The Battle of Fatehpur Sikri occurred near Fatehpur Sikri on 26 September 1721 between Mughal forces and those of the Jats. 10,000 Mughal forces were led by Nilkanth (the deputy governor of Agra) against 6,000 soldiers led by Muhkam Singh Sinsinwar of Thun and Shardul Singh of Pathena. Nilkanth was killed during the battle, ultimately a failed attempt by the Mughal to re-establish themselves.

==Battle==
Saadat Khan, who had played a leading part in the overthrow of Husain Ali Khan, was rewarded with the governorship of Agra (October, 1720). In February, 1721, he took leave from the Court to look after his new assignment. The Jats of Mathura were proving intractable, so he took the field against them and forced the rebels to take shelter in their fortresses. Then he besieged them and succeeded in capturing four of them situated near Mathura. A number of the defenders were put to the sword, Saadat Khan also lost 400 men in the process. Pleased with this news, the Emperor sent him a congratulatory message with a Khilat and a jewelled dagger. However, he could not personally follow up his success, as he was temporarily recalled to help suppress Ajit Singh.

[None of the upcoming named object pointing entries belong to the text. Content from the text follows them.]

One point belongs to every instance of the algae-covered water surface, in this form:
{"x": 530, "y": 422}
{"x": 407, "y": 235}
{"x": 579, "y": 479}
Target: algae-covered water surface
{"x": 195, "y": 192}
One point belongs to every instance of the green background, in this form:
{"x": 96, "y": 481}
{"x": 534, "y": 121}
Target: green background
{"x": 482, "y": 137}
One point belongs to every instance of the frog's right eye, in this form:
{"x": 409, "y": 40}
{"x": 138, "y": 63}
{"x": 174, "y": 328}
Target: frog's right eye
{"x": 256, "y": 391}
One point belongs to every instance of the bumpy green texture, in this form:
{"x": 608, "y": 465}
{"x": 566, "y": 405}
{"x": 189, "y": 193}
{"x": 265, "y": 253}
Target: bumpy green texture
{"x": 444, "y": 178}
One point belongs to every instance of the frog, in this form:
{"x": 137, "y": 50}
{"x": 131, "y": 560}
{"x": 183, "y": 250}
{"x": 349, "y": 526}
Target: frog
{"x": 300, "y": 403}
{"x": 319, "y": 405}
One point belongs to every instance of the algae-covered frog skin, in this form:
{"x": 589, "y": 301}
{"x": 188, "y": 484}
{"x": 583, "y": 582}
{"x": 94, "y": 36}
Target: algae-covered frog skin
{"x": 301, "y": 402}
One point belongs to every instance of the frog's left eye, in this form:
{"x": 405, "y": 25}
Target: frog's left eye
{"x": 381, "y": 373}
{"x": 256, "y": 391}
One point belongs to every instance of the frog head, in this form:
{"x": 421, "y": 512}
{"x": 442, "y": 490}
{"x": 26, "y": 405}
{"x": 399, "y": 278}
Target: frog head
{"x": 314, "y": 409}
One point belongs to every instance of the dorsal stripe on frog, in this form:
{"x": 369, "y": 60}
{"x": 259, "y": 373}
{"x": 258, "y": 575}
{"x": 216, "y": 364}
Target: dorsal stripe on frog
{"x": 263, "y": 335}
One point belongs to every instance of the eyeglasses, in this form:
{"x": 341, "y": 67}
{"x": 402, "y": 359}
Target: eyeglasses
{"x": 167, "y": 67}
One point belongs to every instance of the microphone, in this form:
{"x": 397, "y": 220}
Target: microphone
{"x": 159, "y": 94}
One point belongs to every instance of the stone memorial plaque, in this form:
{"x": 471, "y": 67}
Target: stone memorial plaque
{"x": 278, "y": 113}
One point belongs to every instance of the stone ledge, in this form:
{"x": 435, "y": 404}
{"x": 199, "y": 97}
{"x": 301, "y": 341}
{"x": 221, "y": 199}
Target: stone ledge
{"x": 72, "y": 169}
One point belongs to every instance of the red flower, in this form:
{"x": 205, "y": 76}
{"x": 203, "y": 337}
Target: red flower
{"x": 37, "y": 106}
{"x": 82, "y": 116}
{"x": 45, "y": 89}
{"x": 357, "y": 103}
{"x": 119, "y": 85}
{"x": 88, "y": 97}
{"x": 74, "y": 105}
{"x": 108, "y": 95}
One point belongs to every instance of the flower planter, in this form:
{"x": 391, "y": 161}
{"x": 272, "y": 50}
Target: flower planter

In his absence his deputy, Nilkanth Nagar, took up his unfinished task. With a force of 10,000 horses and more of infantry he attacked Jat villages in the environs of Fatehpur Sikri and penetrated as far as Pichuna (8 miles south of Bharatpur). Here he captured some villagers and their animals. But when he was returning to their camp near Fatehpur Sikri on 26 September 1721 (5th Zil Hijjah, 1133 II.) Muhkam Singh and Shardul Singh of Halena whom Churaman had deputed earlier, fell upon him with a force of 6,000 on horse and foot, and fought a severe battle with the deputy governor. Although Nilkanth
Nagar was the master of double the number of men, he could cope with the valiant Jats were beaten. In course of the fight he received bullet shot and fell down, but stood up in bravery and mounted his elephant. Those jats who could manage, escaped, while the rest surrendered their horses and arms and became prisoners in the hands of the mughals., nagar taking all the elephants, the captives and other goods, went to his place and obtained money in the form of fine from every prisoner according to his status.